Emerson Electric: Request for Report on GHG Targets
RESOLVED: Shareholders request Emerson Electric adopt time-bound, quantitative, company-wide goals for reducing total greenhouse gas (GHG) emissions, taking into account the goals of the Paris Climate Agreement, and issue a report at reasonable cost and omitting proprietary information on its plans to achieve these goals.
In December 2015, representatives from 195 countries adopted the Paris Climate Agreement, which specifies a goal to limit the increase in global average temperature to well below 2°C above pre-industrial levels and pursue efforts to limit temperature increases to 1.5°C. In order to meet the 2-degree goal, climate scientists estimate it is necessary to reduce global emissions by 55 percent by 2050 (relative to 2010 levels), entailing a US reduction target of 80 percent.
Noting government action and policy shifts ensuing from these commitments, BlackRock, the world’s largest asset manager, has stated that “climate change risk has arrived as an investment issue” and that “regulatory risks are becoming key drivers of investment returns.”
Over half of S&P 500 companies have set GHG emissions reduction targets, including several of Emerson Electric’s peers:
Rockwell Collins: reduce greenhouse gas emissions intensity by 30 percent by 2022 compared to a 2008 baseline.
Honeywell: reduce greenhouse gas emissions intensity by 10 percent from 2013 levels. This is Honeywell’s third goal, having already met previous goals to reduce GHG emissions intensity by 15 percent from 2011 levels. Furthermore, the company reduced total GHG emissions by 30 percent and improved energy efficiency by 20 percent between 2004 and 2011.
ABB: reduce energy intensity by 20 percent by 2020 from a 2013 baseline.
As a critical element of their GHG reduction goals, several peers also seek to improve energy efficiency For example, Honeywell reports in its 2015 CDP response that it has projects related to energy efficiency underway that will result in annual savings exceeding $8 million, all with payback periods of 3 years or less.
Research affirms that investments in energy efficiency are usually profitable and low-risk while offering an effective way to reduce GHG emissions and manage volatile energy costs.

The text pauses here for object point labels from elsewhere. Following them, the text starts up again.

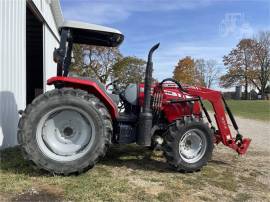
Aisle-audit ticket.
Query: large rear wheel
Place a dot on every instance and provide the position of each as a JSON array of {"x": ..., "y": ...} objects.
[{"x": 65, "y": 131}]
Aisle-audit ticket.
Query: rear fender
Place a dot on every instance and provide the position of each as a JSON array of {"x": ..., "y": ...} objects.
[{"x": 88, "y": 86}]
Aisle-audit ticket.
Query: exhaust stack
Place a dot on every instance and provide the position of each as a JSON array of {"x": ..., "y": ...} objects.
[{"x": 145, "y": 119}]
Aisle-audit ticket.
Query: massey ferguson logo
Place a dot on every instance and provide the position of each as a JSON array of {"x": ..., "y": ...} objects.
[{"x": 171, "y": 93}]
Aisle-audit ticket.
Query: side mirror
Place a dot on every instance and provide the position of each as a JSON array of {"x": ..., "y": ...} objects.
[{"x": 86, "y": 58}]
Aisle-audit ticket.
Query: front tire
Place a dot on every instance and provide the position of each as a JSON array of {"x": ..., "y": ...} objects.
[
  {"x": 188, "y": 144},
  {"x": 65, "y": 131}
]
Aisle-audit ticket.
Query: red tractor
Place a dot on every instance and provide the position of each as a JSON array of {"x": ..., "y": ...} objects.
[{"x": 68, "y": 129}]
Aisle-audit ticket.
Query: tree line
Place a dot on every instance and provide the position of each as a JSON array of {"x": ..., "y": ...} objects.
[
  {"x": 248, "y": 65},
  {"x": 106, "y": 64}
]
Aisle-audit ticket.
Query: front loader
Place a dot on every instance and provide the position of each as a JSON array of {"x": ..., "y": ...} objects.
[{"x": 68, "y": 129}]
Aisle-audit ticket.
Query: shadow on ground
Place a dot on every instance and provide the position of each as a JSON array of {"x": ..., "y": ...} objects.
[{"x": 130, "y": 156}]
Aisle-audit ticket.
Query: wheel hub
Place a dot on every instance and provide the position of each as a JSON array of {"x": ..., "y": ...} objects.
[
  {"x": 68, "y": 131},
  {"x": 192, "y": 146},
  {"x": 65, "y": 133}
]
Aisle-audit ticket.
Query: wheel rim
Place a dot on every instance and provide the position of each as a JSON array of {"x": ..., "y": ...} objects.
[
  {"x": 65, "y": 133},
  {"x": 192, "y": 146}
]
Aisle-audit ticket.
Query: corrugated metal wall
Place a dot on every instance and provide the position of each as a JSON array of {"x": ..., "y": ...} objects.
[
  {"x": 13, "y": 61},
  {"x": 12, "y": 68}
]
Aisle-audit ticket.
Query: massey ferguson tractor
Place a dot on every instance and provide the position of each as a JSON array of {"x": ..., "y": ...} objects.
[{"x": 68, "y": 129}]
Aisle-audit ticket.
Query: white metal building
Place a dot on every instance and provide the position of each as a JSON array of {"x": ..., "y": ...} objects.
[{"x": 28, "y": 36}]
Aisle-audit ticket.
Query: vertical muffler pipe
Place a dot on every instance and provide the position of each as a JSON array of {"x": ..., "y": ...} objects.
[{"x": 146, "y": 117}]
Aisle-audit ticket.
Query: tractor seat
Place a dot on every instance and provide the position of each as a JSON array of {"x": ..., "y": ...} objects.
[{"x": 114, "y": 97}]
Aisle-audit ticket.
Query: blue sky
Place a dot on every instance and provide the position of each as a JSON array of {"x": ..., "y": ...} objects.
[{"x": 205, "y": 29}]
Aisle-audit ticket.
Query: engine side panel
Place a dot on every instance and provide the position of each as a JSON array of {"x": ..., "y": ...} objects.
[
  {"x": 88, "y": 86},
  {"x": 163, "y": 96}
]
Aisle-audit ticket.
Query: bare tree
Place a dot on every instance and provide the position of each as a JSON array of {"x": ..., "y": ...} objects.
[
  {"x": 261, "y": 72},
  {"x": 101, "y": 61},
  {"x": 207, "y": 72}
]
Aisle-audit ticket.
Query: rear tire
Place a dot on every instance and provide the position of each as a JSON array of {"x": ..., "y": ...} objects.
[
  {"x": 65, "y": 131},
  {"x": 188, "y": 144}
]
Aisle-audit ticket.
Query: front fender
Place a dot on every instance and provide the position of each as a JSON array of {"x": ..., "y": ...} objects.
[{"x": 89, "y": 86}]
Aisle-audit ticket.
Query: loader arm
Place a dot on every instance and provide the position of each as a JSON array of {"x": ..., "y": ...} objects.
[{"x": 223, "y": 134}]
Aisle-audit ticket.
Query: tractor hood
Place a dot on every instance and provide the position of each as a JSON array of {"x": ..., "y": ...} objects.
[{"x": 91, "y": 34}]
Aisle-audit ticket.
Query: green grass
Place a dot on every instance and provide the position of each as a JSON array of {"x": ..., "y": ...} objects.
[
  {"x": 252, "y": 109},
  {"x": 133, "y": 173}
]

In 2013, CDP found that four out of five companies earn a higher return on carbon reduction investments than on their overall corporate capital investments, and that energy efficiency improvements earned an average return on investment of 196%, with an average payback period between two and three years. Money saved from energy efficiency can be reinvested into the business, benefiting shareholders.
While Emerson Electric’s products help its clients reduce energy usage and climate impacts, our company has not publicly set GHG emissions reductions targets for its own operations. By not setting and pursuing GHG reduction goals, Emerson may not achieve the benefits realized by its peers—a competitive disadvantage for the company and shareholders alike.
Last year, 37% of shares (excluding abstentions) voted in favor of this resolution, a substantial level of support that management should not ignore.